Gia’ che ci sono pubblico anche un altro articolo scritto l’anno scorso. Niente scoop, d’accordo, ma serve a chiarire il contesto. Questa serie fa sempre parte dei documenti desecretati l’anno passato dal governo britannico.

LONDRA, 30 DIC – Richard Gardner, ambasciatore americano a Roma dal 1977 al 1981, vedeva ”i comunisti sotto ogni letto”. Non stupisce, quindi, che fosse uno degli uomini chiave del teorema della fermezza, ovvero la strategia adottata dall’amministrazione americana – guidata a quel tempo dal presidente Jimmy Carter – per tenere fuori il Parito Comunista italiano da palazzo Chigi.

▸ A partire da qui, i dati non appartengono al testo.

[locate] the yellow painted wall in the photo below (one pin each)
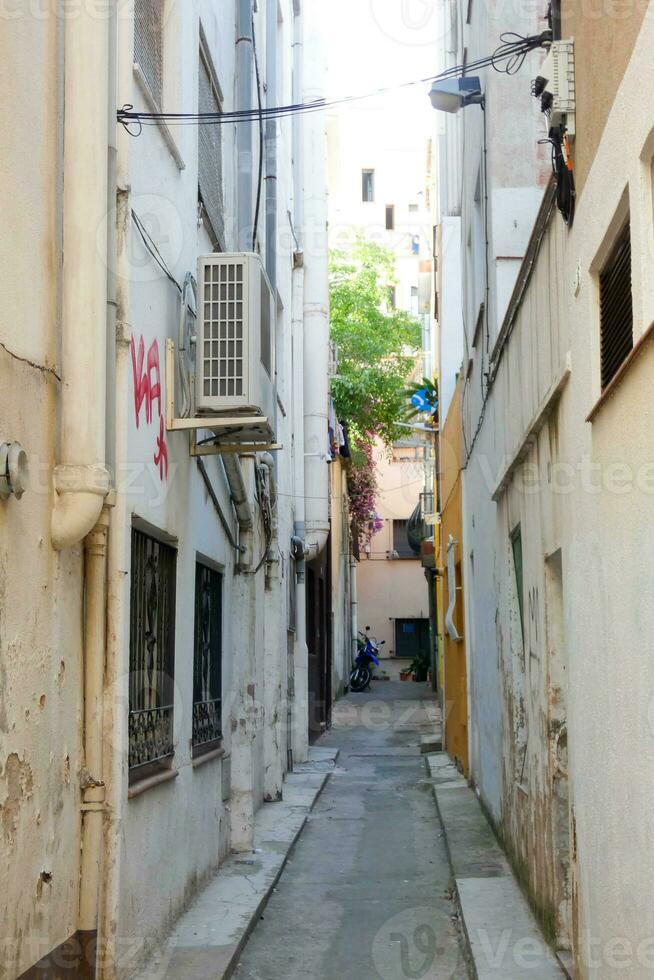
(455, 693)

Gardner, insomma, era un falco. E vedeva di pessimo occhio la situazione politica italiana venutasi a creare con il crollo del terzo governo Andreotti – gennaio 1978. E’ cio’ che emerge da una serie di documenti sino ad oggi custoditi negli archivi segreti del Foreign Office britannico. ”Il cupo rapporto di Richard Gardner sui recenti avvenimenti politici in Italia ha causato un senso di depressione nell’amministrazione americana”, scrive in un memorandum datato 23 gennaio 1978 l’ambasciatore britannico a Washington Peter Jay. ”Pare chiaro – aggiunge Jay – che i giudizi di Gardner fossero molto piu’ allarmanti di quelli di Campbell”. Ovvero l’ambasciatore britannico a Roma. Il tempo passa. Andreotti forma un nuovo governo, il presidente DC Aldo Moro viene rapito dalle BR, e l’Italia sprofonda nella gravissima crisi. Il 24 luglio del 1978 un informatore britannico pranza con l’ambasciatore Gardner. E il suo rapporto finisce in uno dei faldoni desecretati.

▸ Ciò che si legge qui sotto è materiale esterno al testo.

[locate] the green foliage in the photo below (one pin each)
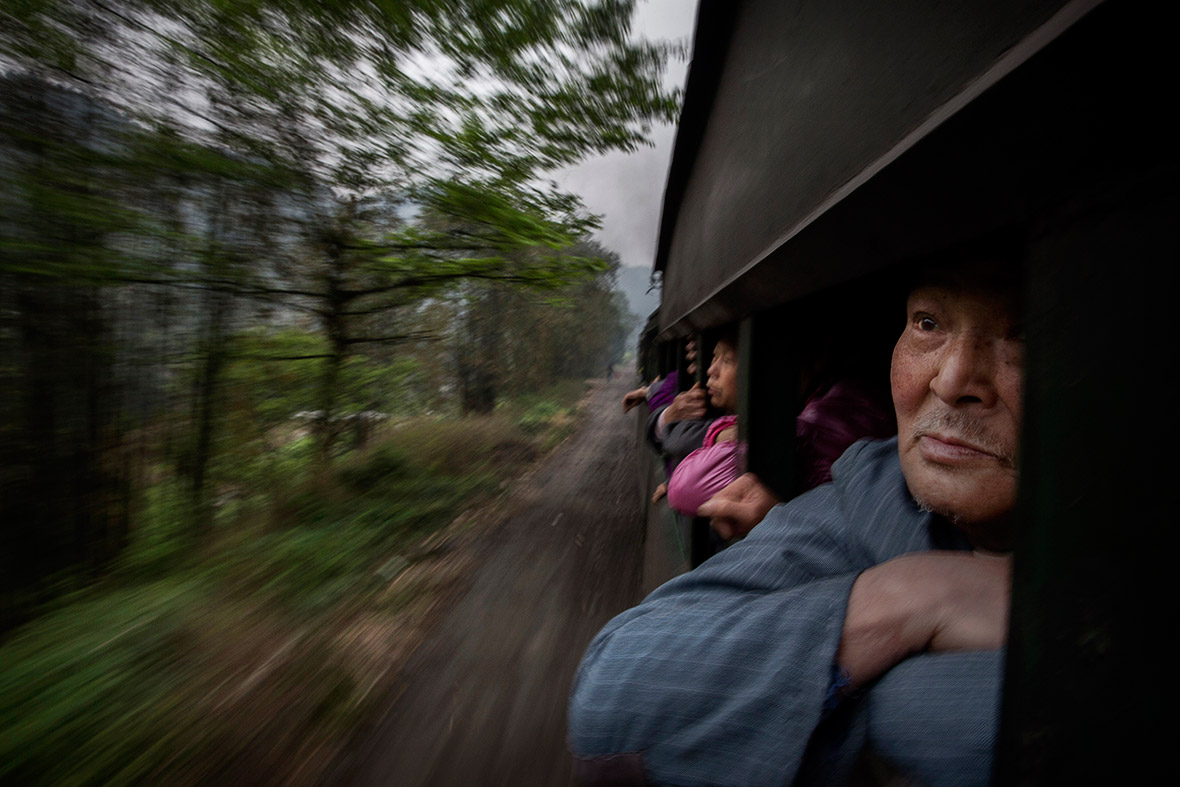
(122, 682)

”Gardner – recita il rapporto – ha detto che Scalfari e’ un comunista e che il giornale e’ determinato a portare il PCI al governo. Poi e’ passato a Piero Ottone: ”un altro che serve la causa dei comunisti. E’ un camaleonte politico””. Ma l’agente britannico non ci sta. ”Conosco Ottone – dice – e mi ha fatto tutt’altra impressione. […] Gardner vede i rossi sotto ogni letto”. Il 31 luglio successivo Hughes, dell’Atlantic Region Research Department, incorpora le informazioni ricevute in un rapporto. ”Sino a che non ho visto la minuta – scrive – credevo che le dichiarazioni americane di gennaio fossero un misto tra politica burocratica (Gardner desideroso di fare colpo sulla Casa Bianca) e politiche interne. Sembra invece che Gardner creda davvero alla linea ferma sulla partecipazione comunista al governo italiano”. (ANSA).